Deadlock Handling Methods
- Deadlock Ignorance
- Deadlock Prevention
- Deadlock Avoidance
- Deadlock Detection
This is the widely used technique to handle the deadlock. Whenever a deadlock situation occurs we simply ignore the deadlock. Why are we ignoring the deadlock? The deadlock occurs very rarely. So, why to write a full-fledged code to remove the deadlock. This will also affect the speed of the system. So, there is a kind of tradeoff. If we write the code for deadlock the system would be capable of handling the deadlock but the performance and speed of the system will degrade. But, the users are normally concerned with speed and they normally ignore the deadlock situation. Windows and Linux normally use the deadlock ignorance method. Whenever our system goes into a halt we simply restart the system and we are good to go.
There is a very famous proverb. “Prevention is better than cure”. So we try to prevent the deadlock from happening. As we know here are four necessary conditions for deadlock to occur. We will prevent any or all of the conditions from holding true.
- Removing Mutual Exclusion: The resources which we use should be sharable. Like CPU, it can be used by more than one process at a time. But, this not always the case. Some resources are non-sharable like printers. So, if the resources are non-sharable then this condition cannot be removed and hence the deadlock can't be prevented.

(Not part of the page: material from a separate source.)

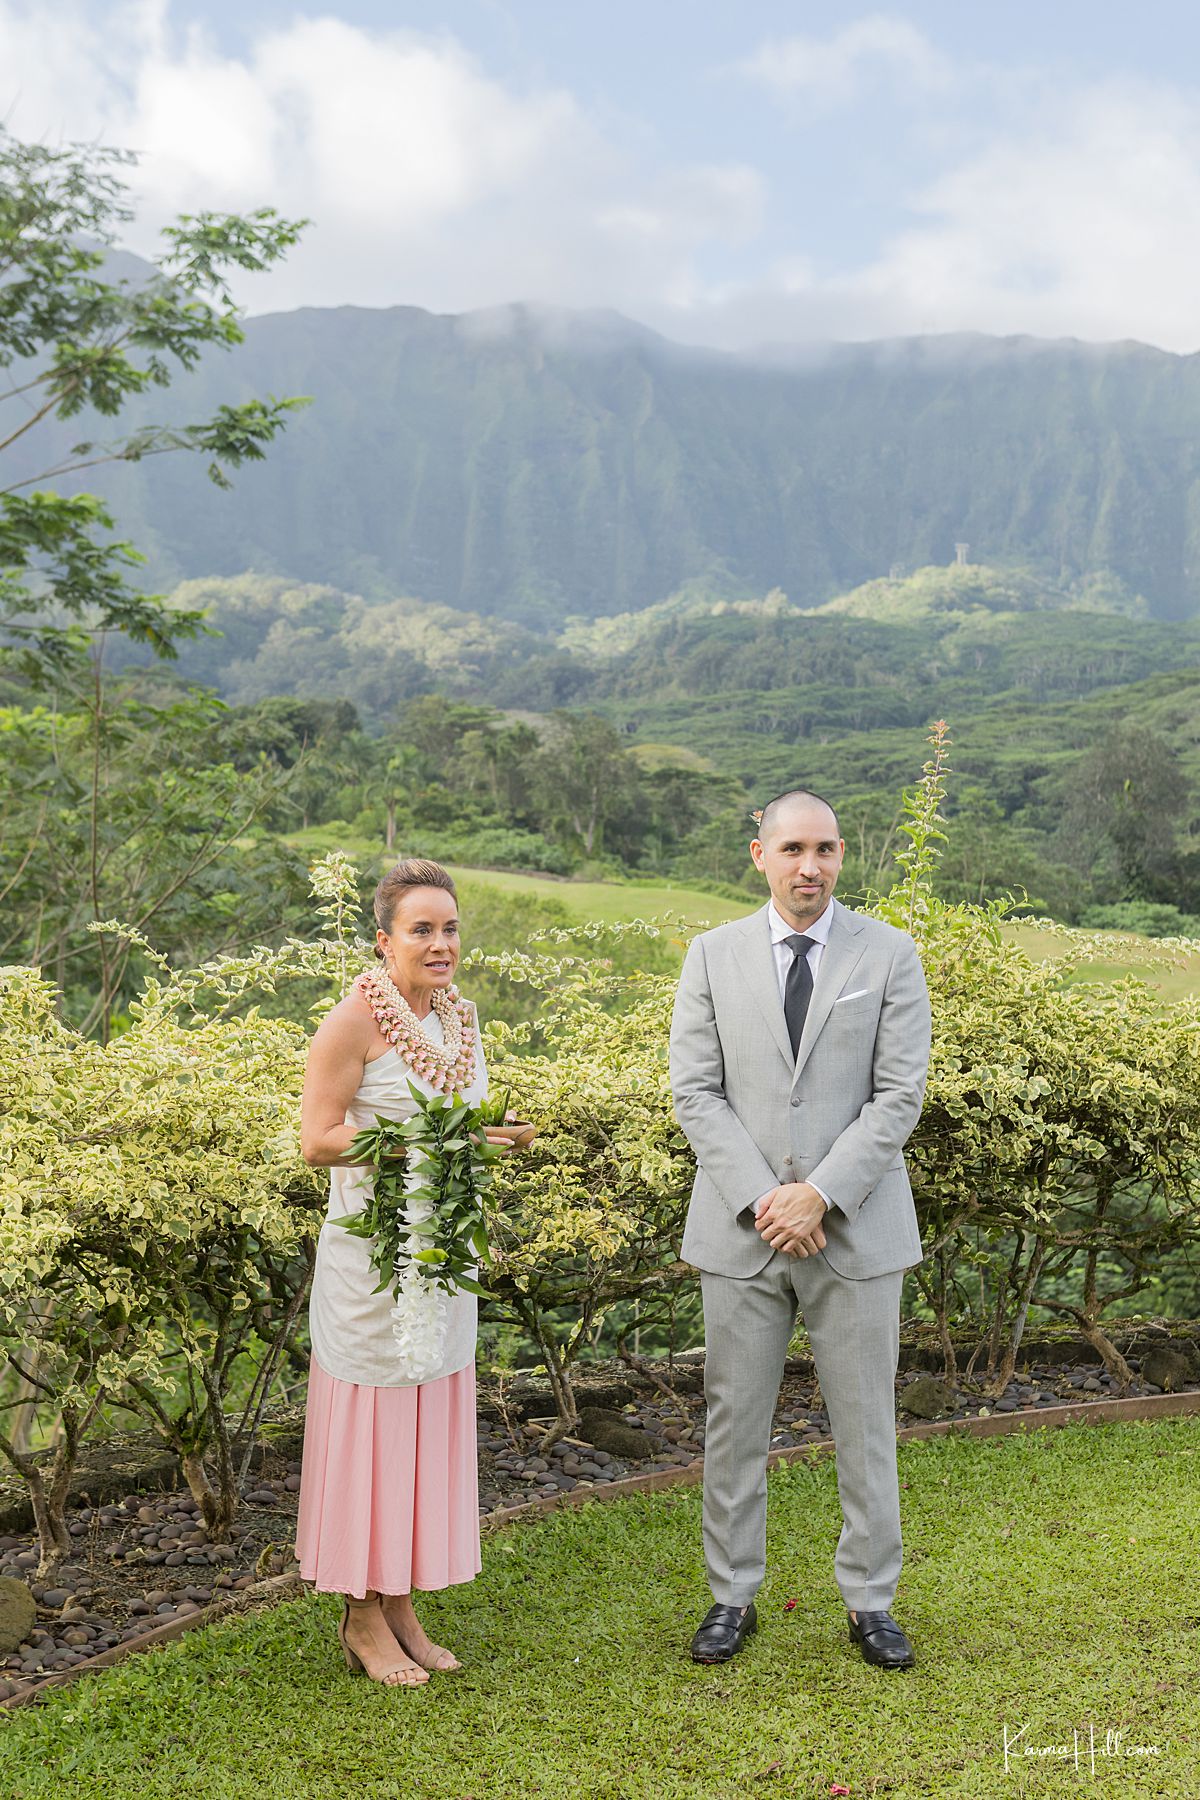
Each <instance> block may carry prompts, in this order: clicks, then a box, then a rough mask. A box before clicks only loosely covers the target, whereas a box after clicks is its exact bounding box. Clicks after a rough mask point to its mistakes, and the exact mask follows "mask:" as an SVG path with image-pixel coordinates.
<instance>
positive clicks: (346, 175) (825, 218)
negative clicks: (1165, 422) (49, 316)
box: [0, 0, 1200, 351]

- Removing No Preemption: Here, we will forcibly preempt or stop a process and thus, the resources held by this process will be released. Now, these resources can be used by other process and deadlock can be removed. In the above example, we can stop the process P1 and thus, P1 will release the resource R1. Now, this R1 resource can be used by P2 to complete its execution and hence, the deadlock is removed.
- Removing Hold & Wait Condition: Before a process starts we will give all the resources required by it. Thus, a deadlock situation will never arise as it will never have to wait. Though this is practically impossible because we can't simply give all the resources to only one process.

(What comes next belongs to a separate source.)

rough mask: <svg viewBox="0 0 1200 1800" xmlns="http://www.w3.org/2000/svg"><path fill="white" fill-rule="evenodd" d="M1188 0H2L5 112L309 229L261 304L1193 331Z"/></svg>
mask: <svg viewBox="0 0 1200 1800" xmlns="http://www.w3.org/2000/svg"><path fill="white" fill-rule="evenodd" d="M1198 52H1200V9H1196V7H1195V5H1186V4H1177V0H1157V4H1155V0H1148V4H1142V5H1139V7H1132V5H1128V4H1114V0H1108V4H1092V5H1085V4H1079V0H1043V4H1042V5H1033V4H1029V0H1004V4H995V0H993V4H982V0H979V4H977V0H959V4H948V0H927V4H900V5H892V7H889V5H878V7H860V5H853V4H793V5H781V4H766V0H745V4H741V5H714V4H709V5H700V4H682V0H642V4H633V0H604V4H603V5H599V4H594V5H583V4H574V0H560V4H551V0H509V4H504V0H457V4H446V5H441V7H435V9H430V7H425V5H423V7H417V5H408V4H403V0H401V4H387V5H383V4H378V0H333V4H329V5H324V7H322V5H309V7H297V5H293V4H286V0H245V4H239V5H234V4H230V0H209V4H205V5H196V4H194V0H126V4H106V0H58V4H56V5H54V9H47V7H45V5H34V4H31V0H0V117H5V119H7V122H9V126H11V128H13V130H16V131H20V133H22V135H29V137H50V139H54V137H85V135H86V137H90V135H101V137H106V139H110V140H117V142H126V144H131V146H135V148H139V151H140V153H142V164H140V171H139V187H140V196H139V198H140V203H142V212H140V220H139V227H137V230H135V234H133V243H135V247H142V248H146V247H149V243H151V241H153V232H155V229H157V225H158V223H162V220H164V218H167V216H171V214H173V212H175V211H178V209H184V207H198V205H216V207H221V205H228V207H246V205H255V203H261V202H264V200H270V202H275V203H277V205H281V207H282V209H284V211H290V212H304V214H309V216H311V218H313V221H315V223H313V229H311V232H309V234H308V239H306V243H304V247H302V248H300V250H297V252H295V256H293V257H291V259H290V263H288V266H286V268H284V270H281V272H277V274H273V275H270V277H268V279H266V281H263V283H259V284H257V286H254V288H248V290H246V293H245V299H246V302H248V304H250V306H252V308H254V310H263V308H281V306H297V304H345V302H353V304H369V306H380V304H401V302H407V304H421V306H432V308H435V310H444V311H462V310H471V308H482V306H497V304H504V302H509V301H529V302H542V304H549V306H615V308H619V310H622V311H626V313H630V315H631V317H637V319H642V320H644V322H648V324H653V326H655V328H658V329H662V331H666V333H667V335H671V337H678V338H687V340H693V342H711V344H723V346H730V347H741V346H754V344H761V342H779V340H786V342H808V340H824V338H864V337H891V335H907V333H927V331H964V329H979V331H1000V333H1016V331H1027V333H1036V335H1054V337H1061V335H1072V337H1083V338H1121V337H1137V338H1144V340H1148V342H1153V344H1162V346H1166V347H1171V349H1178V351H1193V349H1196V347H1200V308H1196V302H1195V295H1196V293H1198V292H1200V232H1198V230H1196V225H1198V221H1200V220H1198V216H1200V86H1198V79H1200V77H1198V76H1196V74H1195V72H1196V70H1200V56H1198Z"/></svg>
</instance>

- Removing Circular Wait: To avoid the circular wait, the resource may be numbered and each process can request the resource in increasing order of these numbers. This algorithm if implemented increases the complexity and leads to poor resource utilization.
Most of the deadlock prevention algorithms have poor resource utilization or are practically impossible. So, we can try to avoid deadlocks by use of prior knowledge about the usage of the resources available, resources allocated, future resources requests, and future releases by the processes. Most deadlock avoidance algorithms need advance knowledge of the maximum number of resources of each type that it may need. The main challenge with this method is predicting the resources required before execution. Bankers Algorithms is a deadlock avoidance strategy.
If deadlock prevention and avoidance are not done properly then the system may enter a deadlock state. So, we need to detect the deadlock and recover it.
Wait-for-graph is one of the methods of detecting deadlock. In this graph, the vertices represent processes and the directed edge form a process P1 to P2 indicates that P1 is waiting for a resource that is held by P2. The wait-for-graph below represents a deadlock situation in which the process P1 is waiting for the resource held by P2, P2 is waiting for the resource held by P3 and so on.
A cycle in wait-for-graph represents a deadlock if we have single instances of the resources. So, the system can maintain wait-for-graph and check for cycles to detect the deadlock. If there are multiple instances of a resource then a cycle may or may not represent a deadlock.
The deadlock once detected can be removed by the following ways:
- Terminating the process involved in the deadlock: This involves killing all the processes involved in the deadlock until the deadlock is removed.
- Resource Preemption: This involves taking back the resources from the processes allocating it to other processes so that deadlock is removed.
So, this was all about deadlock. Hope you learned something new today.